Re: achilles tendon / plantar fascia connection

Scott R on 6/11/01 at 20:39 (050484)

Both footpro and Dr. Reid have said today that there is tissue that connects the achille's tendon and plantar fascia and that this is the primary reason lack of ankle dorsiflexion in the achillies leads to plantar fascia problems. I would like to disagree, even (actually, especially) if this is what is being taught in DPM schools. The calcaneous, acting as a rigid body connecting and transferring forces from the Achille's tendon to the plantar fascia, is all there needs to be in order for tension in the Achilles to be transferred to tension in the plantar fascia (and vice versa dependon on your point of view). If one were to stand on the edge of a step with the balls of their feet and lower their heels and then flex their calf muscles, the tensions would be FatxDat=FpfxDpf where F is the force in the achille's tendon or plantar fascia and D is the closest distance from the ankle pivot point to the center of force in the achille's tendon and plantar fascia. Since D is greater to the PF than to the AT (about 2 or 3 times greater by my estimate), Fpf can be 2 to 3 times smaller than Fat (it's a basic torque problem, t=FxD). The 'longus' tendons that travel to the mid and forefoot from the other calf muscles (non-achille's tendon muscles) that also transfer tension do not affect the equation, but reduce Fpf and Fat. How much or little they reduce those forces I can only estimate by comparing the relative size of the calf muscles.

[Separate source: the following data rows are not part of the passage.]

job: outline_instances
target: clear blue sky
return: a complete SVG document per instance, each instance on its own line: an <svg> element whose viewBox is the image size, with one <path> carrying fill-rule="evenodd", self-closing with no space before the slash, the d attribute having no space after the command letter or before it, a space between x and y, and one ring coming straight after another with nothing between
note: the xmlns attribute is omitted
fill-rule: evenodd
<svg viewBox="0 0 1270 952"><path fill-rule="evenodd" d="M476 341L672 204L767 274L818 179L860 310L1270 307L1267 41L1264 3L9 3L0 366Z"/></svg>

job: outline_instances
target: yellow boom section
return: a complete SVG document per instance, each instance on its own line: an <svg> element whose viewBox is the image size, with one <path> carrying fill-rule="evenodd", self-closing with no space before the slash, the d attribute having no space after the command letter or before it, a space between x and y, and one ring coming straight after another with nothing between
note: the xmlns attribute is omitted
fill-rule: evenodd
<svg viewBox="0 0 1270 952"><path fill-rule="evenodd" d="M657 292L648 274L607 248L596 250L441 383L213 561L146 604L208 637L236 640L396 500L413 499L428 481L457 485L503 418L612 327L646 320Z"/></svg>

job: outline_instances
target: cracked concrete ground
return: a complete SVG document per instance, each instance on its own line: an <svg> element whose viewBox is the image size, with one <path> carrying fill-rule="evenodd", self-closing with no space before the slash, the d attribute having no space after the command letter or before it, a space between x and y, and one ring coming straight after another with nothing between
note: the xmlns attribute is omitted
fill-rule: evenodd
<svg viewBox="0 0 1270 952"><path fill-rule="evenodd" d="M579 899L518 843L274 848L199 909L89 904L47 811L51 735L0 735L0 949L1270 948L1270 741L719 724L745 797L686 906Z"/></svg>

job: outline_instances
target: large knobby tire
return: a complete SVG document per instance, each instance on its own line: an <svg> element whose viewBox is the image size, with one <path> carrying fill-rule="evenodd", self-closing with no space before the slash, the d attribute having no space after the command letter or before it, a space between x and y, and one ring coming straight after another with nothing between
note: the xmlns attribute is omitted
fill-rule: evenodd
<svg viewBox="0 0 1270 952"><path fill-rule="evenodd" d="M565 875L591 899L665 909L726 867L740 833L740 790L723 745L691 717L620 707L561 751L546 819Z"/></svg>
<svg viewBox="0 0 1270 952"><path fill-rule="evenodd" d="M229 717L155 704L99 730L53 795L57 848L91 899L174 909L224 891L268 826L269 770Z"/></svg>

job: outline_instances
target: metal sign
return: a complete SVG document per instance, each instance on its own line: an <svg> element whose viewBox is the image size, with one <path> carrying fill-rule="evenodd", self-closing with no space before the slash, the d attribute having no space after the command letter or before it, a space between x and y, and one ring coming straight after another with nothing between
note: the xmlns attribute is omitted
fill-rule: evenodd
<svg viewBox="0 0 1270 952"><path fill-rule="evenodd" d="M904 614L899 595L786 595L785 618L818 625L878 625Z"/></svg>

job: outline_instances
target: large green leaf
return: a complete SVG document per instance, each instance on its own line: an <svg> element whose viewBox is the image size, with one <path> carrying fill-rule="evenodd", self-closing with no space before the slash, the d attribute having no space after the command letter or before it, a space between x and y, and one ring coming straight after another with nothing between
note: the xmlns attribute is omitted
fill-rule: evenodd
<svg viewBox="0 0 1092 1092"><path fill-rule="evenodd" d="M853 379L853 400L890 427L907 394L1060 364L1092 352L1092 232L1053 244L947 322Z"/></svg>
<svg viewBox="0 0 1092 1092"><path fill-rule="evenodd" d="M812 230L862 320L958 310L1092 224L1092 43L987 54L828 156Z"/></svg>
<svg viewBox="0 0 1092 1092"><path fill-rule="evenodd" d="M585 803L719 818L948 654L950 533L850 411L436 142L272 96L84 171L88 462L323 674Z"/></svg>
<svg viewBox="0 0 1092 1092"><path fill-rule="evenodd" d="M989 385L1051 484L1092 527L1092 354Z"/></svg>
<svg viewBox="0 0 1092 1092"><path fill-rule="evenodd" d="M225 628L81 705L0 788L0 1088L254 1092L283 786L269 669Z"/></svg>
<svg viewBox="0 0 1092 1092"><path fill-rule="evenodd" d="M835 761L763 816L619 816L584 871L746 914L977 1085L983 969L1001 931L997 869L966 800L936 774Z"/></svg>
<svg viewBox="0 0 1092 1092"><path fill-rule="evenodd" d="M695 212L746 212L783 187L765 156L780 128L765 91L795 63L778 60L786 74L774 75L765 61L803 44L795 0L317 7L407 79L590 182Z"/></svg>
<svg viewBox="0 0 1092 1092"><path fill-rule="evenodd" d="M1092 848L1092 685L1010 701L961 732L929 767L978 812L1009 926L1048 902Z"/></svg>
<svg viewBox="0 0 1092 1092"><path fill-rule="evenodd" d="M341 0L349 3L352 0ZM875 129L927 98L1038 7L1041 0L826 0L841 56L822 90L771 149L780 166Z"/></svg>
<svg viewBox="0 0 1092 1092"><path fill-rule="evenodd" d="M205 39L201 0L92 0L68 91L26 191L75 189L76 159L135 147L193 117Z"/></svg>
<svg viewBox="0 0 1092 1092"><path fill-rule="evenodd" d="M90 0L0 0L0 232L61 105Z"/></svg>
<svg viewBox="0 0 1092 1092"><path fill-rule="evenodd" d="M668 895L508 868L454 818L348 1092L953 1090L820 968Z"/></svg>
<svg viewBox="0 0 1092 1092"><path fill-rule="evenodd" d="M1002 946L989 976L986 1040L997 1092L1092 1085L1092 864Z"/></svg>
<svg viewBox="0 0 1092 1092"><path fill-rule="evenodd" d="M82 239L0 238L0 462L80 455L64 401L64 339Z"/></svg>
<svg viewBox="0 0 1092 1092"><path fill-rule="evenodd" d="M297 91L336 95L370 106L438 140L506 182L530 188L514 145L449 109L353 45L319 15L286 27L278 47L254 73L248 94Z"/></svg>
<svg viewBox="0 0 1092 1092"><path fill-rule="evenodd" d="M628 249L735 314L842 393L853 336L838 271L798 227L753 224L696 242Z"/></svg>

Re: achilles tendon / plantar fascia connection

Scott R on 6/11/01 at 20:40 (050485)

My equations in my last post didn't show up very well, so here's a repost:

Both footpro and Dr. Reid have said today that there is tissue that connects the achille's tendon and plantar fascia and that this is the primary reason lack of ankle dorsiflexion in the achillies leads to plantar fascia problems. I would like to disagree, even (actually, especially) if this is what is being taught in DPM schools. The calcaneous, acting as a rigid body connecting and transferring forces from the Achille's tendon to the plantar fascia, is all there needs to be in order for tension in the Achilles to be transferred to tension in the plantar fascia (and vice versa dependon on your point of view). If one were to stand on the edge of a step with the balls of their feet and lower their heels and then flex their calf muscles, the tensions would be FatxDat=FpfxDpf where F is the force in the achille's tendon or plantar fascia and D is the closest distance from the ankle pivot point to the center of force in the achille's tendon and plantar fascia. Since D is greater to the PF than to the AT (about 2 or 3 times greater by my estimate), Fpf can be 2 to 3 times smaller than Fat (it's a basic torque problem, t=FxD). The 'longus' tendons that travel to the mid and forefoot from the other calf muscles (non-achille's tendon muscles) that also transfer tension do not affect the equation, but reduce Fpf and Fat. How much or little they reduce those forces I can only estimate by comparing the relative size of the calf muscles.

Re: achilles tendon / plantar fascia connection

josh s on 6/12/01 at hrmin (050494)

Scott, did you see the link for http://www.chiroweb.com/archives/17/23/11.html I left some weeks ago. I also read recently of pf connections as far back on the heel as just below the achilles insertion, in addition to the more commonly visualized ones in front of the calcaneal tubercles.

But you're right, it really does'nt matter, they are still connected through the heel bone. At the end of your post you mention the plantarflexors of the leg that do not attach to the calcaneous. The peroneus longus and tibialis posterior whose tendons form a 'sling' beneath the midfoot both can act as plantarflexors but pull from the foot rather than the heel. This may offer an interesting, safer method of stretching the calves.

I recently purchased an e'book called 'How To Use The Foot Arch Correctly' by Dennis Dennlinger. Not suprisingly it's pretty silly. The author describes the method whereby learning to conciously contract and build up the peroneous longus muscle he was able to turn his flat foot into a functional foot with an arch. Though I doubt pt's or podiatrists would find the conscious hypercontraction of the peroneous longus to plantarflex the first ray as a 'cure' for a forefoot varus, or a sound long term rehabilitation strategy, his idea may provide for safer stretching.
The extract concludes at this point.